Friday, May 25, 2012

Two films about photography and photographers

The Strange Case of Angelica (2010)

When I was in my teens, and at a romantically impressionable age, one time, I went to flea market that sells books of all kinds. It was ofcourse far away and I had to take a bus. I have always loved Russian literature, probably more than anything other, for some reason that is elusive to myself even today. So once there at the market I found a book by Alexander Pushkin. I did read Pushkin before, but not this one. It was a collection of stories I never read. The book itself was very beautiful, bound in red colored faux leather and was engraved with golden leaves. I might still have it on my attic. Have to see. So the book had a story 'Queen of Spades'. Its the story of a German named Herman  and how his obsession to gambling relegates his life into a strange predicament. I might have read the story a thousand times, may be even more. That story ultimately lead me on a introspective meandering as to what an obsession can make a person do and the things that he is normally not capable of. 

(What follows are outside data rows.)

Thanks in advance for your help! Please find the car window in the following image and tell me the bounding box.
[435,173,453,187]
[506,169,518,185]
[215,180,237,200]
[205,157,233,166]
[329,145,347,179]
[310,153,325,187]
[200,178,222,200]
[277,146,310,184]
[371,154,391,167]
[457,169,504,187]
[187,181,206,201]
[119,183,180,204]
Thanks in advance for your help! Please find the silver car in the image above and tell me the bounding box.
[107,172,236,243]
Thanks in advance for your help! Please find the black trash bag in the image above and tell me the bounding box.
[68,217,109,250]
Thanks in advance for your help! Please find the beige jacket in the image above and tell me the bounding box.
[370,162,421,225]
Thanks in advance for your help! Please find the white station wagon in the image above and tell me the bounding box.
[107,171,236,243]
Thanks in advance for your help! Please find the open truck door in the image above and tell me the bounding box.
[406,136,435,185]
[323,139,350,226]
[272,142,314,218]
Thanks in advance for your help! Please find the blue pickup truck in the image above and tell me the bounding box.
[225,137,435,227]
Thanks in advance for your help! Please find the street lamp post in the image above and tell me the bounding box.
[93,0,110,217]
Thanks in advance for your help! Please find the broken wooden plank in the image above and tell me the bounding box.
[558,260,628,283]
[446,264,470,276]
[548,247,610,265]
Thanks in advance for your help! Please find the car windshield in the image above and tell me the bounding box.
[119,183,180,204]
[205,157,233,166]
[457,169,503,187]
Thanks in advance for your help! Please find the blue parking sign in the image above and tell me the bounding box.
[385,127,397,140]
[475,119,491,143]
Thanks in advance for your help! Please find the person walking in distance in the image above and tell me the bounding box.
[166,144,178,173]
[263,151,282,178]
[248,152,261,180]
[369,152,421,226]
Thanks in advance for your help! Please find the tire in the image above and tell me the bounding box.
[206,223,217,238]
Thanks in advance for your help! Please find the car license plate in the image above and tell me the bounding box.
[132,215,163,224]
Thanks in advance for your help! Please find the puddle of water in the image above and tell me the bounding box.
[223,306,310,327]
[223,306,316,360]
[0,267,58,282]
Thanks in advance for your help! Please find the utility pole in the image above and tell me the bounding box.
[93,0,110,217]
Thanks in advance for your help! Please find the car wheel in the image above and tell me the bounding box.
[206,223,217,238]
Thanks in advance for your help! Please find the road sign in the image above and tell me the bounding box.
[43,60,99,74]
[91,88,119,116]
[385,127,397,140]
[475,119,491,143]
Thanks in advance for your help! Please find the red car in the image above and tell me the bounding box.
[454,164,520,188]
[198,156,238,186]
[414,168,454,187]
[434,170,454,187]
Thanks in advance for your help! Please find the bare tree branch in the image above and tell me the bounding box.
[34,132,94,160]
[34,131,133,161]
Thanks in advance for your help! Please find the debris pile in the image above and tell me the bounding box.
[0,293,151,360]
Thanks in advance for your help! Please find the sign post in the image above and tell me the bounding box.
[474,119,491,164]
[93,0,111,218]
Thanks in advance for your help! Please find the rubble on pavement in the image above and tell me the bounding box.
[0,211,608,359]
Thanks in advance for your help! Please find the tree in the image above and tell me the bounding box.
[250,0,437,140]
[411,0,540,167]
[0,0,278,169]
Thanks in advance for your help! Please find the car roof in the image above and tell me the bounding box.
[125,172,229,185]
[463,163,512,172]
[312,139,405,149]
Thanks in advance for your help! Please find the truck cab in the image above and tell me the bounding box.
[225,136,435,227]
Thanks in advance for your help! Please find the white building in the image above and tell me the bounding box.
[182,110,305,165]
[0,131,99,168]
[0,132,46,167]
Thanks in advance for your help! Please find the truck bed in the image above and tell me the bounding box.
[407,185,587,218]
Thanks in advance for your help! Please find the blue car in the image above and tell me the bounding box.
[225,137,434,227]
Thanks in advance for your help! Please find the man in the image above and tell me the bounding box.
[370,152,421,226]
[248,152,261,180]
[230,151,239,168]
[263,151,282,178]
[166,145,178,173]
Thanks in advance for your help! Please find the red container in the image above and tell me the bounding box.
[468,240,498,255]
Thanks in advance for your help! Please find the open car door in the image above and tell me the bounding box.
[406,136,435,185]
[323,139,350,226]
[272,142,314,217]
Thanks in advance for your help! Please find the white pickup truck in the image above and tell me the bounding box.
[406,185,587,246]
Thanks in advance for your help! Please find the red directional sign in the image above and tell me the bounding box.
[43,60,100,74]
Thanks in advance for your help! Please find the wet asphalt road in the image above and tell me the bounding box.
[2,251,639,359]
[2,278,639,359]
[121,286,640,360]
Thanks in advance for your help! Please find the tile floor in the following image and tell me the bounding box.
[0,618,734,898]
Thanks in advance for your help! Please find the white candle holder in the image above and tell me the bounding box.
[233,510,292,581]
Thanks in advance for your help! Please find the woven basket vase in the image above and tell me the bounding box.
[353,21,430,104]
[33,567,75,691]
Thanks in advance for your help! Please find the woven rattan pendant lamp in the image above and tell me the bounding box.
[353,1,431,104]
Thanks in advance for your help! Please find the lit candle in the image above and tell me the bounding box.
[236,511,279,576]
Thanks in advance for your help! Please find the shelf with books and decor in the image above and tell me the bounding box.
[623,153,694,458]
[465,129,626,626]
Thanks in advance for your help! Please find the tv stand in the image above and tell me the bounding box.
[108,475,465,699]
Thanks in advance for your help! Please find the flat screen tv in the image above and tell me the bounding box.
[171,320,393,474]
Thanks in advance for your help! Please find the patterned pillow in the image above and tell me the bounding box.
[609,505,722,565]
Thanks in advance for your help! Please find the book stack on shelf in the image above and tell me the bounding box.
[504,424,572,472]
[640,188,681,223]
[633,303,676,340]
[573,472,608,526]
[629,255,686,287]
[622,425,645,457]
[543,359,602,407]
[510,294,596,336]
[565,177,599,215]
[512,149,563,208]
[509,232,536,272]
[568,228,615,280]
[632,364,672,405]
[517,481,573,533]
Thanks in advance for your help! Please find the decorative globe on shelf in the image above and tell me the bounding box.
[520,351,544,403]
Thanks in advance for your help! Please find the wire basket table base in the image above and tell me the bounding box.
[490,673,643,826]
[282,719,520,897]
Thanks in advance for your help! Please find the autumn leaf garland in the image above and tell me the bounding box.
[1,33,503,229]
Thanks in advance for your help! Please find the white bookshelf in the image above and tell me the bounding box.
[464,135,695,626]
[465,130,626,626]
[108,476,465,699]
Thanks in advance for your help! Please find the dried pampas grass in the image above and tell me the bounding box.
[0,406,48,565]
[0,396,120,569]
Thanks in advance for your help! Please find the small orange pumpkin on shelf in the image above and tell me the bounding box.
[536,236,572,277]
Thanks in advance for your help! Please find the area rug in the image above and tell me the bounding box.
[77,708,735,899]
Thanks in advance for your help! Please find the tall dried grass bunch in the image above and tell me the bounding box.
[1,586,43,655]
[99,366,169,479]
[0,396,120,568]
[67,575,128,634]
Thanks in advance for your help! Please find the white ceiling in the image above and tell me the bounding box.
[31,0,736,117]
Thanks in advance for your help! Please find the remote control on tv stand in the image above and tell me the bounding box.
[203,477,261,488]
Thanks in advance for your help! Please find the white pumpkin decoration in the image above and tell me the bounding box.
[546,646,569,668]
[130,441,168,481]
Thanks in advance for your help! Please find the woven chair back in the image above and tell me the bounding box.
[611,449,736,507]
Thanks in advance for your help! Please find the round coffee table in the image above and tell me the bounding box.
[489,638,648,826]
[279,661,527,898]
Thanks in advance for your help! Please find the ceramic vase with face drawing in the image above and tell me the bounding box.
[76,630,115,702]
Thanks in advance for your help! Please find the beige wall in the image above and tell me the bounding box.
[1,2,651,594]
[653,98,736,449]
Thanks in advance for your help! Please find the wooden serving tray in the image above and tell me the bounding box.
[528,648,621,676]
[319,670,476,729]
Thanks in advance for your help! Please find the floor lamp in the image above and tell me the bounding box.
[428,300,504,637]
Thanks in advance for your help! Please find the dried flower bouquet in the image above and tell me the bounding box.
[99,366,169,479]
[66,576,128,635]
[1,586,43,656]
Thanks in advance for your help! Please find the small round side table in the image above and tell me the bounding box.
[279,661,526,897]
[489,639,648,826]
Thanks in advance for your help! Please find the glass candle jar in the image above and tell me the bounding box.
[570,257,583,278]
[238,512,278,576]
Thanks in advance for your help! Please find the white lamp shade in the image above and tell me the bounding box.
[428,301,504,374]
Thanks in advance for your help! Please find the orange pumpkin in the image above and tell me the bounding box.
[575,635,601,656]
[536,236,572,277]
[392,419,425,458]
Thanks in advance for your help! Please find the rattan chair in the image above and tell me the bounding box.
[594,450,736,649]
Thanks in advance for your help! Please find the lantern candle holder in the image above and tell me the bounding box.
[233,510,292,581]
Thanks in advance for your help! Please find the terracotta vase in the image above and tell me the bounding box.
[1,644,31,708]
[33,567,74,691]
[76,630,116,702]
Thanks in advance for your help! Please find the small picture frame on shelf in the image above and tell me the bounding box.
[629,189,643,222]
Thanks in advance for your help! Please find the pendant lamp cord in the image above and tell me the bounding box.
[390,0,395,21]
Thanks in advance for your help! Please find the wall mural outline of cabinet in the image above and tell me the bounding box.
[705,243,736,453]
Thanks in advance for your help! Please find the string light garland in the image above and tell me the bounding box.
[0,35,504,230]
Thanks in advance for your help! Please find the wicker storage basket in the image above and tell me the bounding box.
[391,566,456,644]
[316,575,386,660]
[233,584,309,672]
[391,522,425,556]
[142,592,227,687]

Recently when I was seeing The Strange Case of Angelica, I experienced the same undercurrent of macabre, strangeness and veiled horror. It is directed by Manoel De Oliveira, who is a kind of very niche, avant garde film artist. The film actually has the pace of a book and the characters gradually become a part of the story which is for a change relaxing than the regular hollywood fare. Personally I could draw a lot of parallels between the Countess and Angelica, how they are related is beyond my understanding, but somehow they feel the same. 

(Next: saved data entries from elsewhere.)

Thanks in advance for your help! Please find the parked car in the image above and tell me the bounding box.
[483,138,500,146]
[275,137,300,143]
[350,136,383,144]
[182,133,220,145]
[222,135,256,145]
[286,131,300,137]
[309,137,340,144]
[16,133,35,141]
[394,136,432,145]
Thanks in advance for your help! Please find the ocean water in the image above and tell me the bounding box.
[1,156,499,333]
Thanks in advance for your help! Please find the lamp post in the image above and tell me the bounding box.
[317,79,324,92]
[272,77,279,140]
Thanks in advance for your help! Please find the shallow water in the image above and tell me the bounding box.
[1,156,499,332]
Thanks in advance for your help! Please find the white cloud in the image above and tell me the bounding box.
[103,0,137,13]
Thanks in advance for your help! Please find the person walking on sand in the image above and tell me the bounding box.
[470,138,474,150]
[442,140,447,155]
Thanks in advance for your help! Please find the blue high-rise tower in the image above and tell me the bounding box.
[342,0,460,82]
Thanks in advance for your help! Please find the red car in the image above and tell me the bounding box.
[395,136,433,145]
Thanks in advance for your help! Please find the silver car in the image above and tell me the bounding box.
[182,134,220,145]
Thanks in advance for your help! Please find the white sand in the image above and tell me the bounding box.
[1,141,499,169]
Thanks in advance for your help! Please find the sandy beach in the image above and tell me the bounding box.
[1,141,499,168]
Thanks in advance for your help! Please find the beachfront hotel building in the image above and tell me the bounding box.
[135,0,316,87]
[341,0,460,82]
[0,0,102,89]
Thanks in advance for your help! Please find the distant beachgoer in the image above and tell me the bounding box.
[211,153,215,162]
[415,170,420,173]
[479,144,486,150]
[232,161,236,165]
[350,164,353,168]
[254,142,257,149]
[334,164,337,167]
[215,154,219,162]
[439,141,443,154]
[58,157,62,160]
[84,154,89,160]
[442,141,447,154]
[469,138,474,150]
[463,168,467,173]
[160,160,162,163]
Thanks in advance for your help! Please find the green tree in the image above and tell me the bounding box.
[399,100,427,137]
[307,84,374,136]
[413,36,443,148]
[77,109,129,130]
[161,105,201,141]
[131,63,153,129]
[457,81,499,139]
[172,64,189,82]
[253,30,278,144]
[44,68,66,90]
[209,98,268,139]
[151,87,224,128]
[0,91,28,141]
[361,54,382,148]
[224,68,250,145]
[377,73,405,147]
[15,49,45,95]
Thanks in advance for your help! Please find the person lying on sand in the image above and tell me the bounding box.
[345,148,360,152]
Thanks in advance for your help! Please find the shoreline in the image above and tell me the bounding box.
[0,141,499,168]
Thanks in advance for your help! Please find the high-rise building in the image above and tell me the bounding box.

Btw I couldnt really make out what camera was being used by the protagonist. It looked mostly like a Leica, may be an M6 or M7

If you are looking for a silent sleeper film with veiled horror and sudden jolts then probably this film will appeal to you. Make sure you watch it without any expectations, only then you can understand the fine nuances of the film. And remember 'Herman is a German, that is all'.

The Bridges of Madison County (1995)

To begin with, I did not read the book but I have always been a great fan of Clint Eastwood. I heard about the movie a long time back but couldn't get the opportunity to see it until recently. I personally have a fond preference for movies that were made from novels - Seven Years in Tibet, A River Runs Through it,  Out of Africa, The Horse Whisperer. 

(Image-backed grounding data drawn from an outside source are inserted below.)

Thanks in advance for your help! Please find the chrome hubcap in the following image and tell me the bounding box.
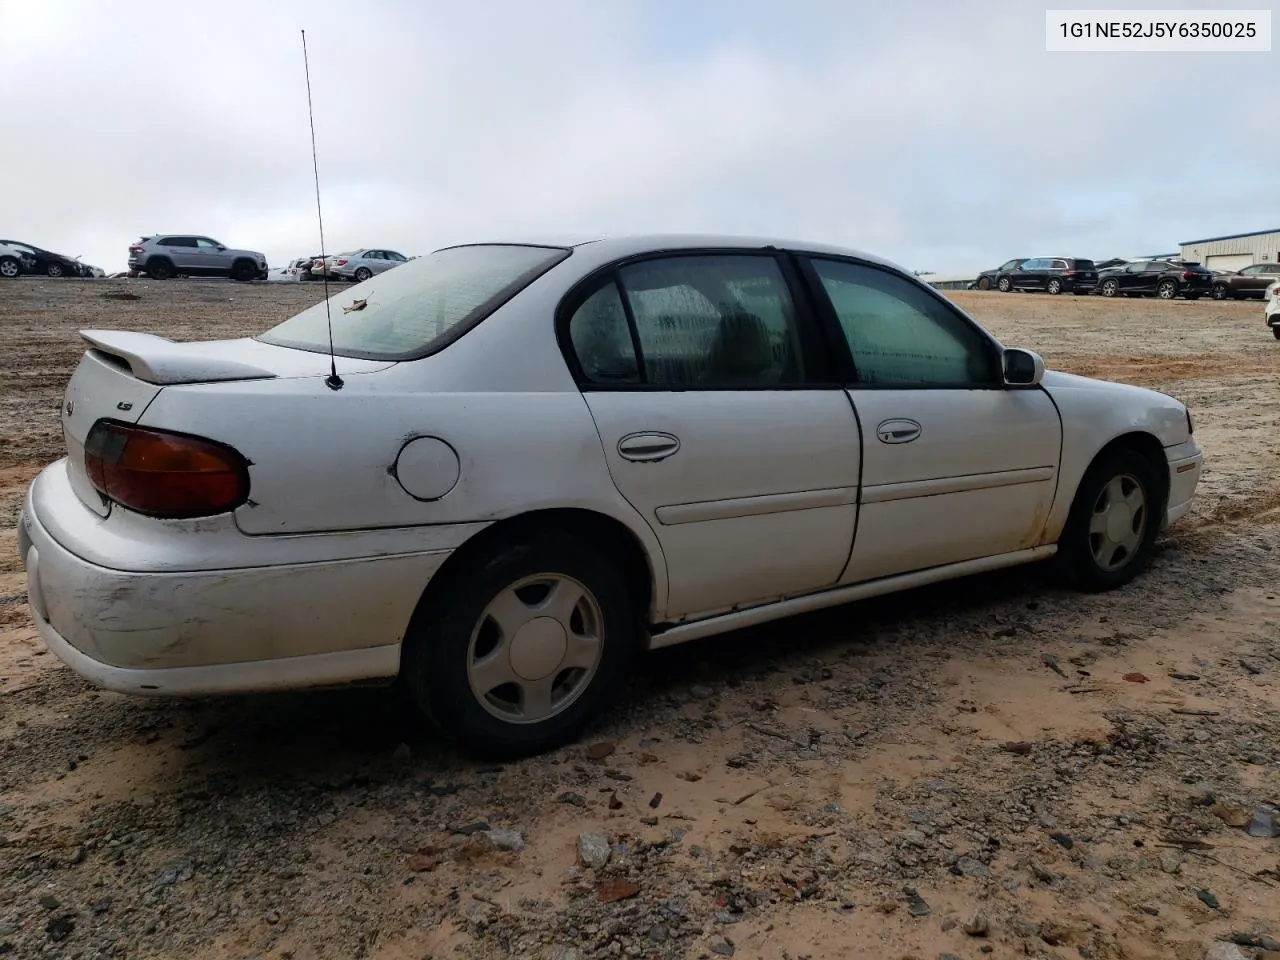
[1159,284,1174,298]
[467,574,603,724]
[1089,474,1147,571]
[0,262,16,277]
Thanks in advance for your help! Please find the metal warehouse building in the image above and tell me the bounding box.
[1179,228,1280,272]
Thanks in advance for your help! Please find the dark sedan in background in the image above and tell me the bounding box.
[1096,260,1212,300]
[1211,262,1280,300]
[974,258,1026,290]
[0,239,87,278]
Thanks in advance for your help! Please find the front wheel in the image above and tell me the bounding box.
[977,277,991,291]
[1157,279,1177,299]
[401,533,639,759]
[230,260,257,282]
[997,276,1012,292]
[1272,326,1280,340]
[1100,278,1119,297]
[1212,283,1230,300]
[47,262,64,278]
[1058,448,1163,591]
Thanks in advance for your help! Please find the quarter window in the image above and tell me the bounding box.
[806,257,999,387]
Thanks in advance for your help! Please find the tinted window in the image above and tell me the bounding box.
[1050,260,1068,270]
[259,243,571,360]
[807,258,999,387]
[617,255,807,387]
[1126,262,1148,273]
[1072,259,1096,269]
[1263,264,1280,273]
[161,237,196,247]
[566,282,640,384]
[195,238,222,249]
[999,259,1021,271]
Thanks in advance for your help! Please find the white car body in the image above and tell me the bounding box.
[1267,279,1280,337]
[17,234,1203,756]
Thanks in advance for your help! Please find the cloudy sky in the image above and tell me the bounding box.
[1,0,1275,274]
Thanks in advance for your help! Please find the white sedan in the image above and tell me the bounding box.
[17,235,1203,757]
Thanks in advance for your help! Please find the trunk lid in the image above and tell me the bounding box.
[61,330,394,515]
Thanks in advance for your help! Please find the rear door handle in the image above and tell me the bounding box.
[618,432,681,462]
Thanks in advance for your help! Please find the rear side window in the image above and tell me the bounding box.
[258,244,571,361]
[161,237,196,247]
[565,254,810,388]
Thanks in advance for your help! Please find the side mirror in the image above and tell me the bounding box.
[1003,347,1045,386]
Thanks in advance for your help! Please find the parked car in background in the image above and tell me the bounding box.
[322,248,412,282]
[309,251,352,280]
[0,240,87,278]
[0,241,29,278]
[16,233,1203,758]
[1211,262,1280,300]
[975,258,1026,290]
[127,235,269,281]
[1097,260,1211,300]
[996,258,1098,295]
[292,255,322,280]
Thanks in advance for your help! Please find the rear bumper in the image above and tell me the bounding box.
[1163,439,1203,527]
[17,463,456,694]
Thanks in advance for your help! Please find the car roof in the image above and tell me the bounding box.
[436,233,910,273]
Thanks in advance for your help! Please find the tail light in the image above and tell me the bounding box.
[336,258,349,266]
[1066,269,1078,276]
[129,246,144,254]
[1182,271,1195,280]
[83,420,250,519]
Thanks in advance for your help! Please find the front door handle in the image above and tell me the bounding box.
[876,418,922,444]
[618,432,681,462]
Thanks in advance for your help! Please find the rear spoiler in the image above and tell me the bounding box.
[80,330,278,385]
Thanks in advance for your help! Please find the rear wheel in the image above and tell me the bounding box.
[1058,447,1163,591]
[1157,279,1177,299]
[1047,278,1063,295]
[1100,278,1118,297]
[0,256,18,278]
[1212,283,1230,300]
[401,532,639,759]
[146,258,174,280]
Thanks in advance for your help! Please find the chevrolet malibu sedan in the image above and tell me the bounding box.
[17,234,1204,758]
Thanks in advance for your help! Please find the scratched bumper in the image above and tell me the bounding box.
[20,467,452,679]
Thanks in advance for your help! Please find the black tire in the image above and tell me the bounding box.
[997,276,1012,292]
[977,277,991,291]
[1047,278,1062,295]
[1157,279,1177,299]
[401,532,639,759]
[1211,283,1230,300]
[1058,447,1164,592]
[354,267,372,282]
[1100,278,1119,297]
[0,256,19,279]
[47,262,64,278]
[1273,326,1280,340]
[146,258,174,280]
[230,259,256,282]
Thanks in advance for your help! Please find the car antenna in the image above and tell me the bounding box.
[301,28,342,391]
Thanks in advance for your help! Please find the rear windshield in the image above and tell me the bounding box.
[1071,259,1096,269]
[258,244,571,361]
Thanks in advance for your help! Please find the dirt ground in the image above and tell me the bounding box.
[1,278,1278,960]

Nikon film SLRs are exclusively featured in the movie. So no prizes for guessing. Its actually a bunch of two or more cameras of I am not wrong. Ofcourse all of them Nikon.  

Excepting the story (which is excellent ofcourse), the performances, music, locales and especially the dialogues make this movie a very memorable one.  Two strangers are thrown together with a twist of fate and neither of them can come out with anything better than to ultimately part.  Francesca is tied to her commitments as a family woman and Robert kincaid is  a wandering nomadic photographer. Would their pair work?. Who knew may be, if they had run off, forgetting and leaving everything behind, but she bows to her situation and thereby ending what could have been a long overdue and interesting journey. 

As an amateur myself, I wonder sometimes, if I will one day leave everything behind, pack my cameras and run off to some place, to find a beautiful and fascinating medley of stories, some where, far far away,  in some strange no name country.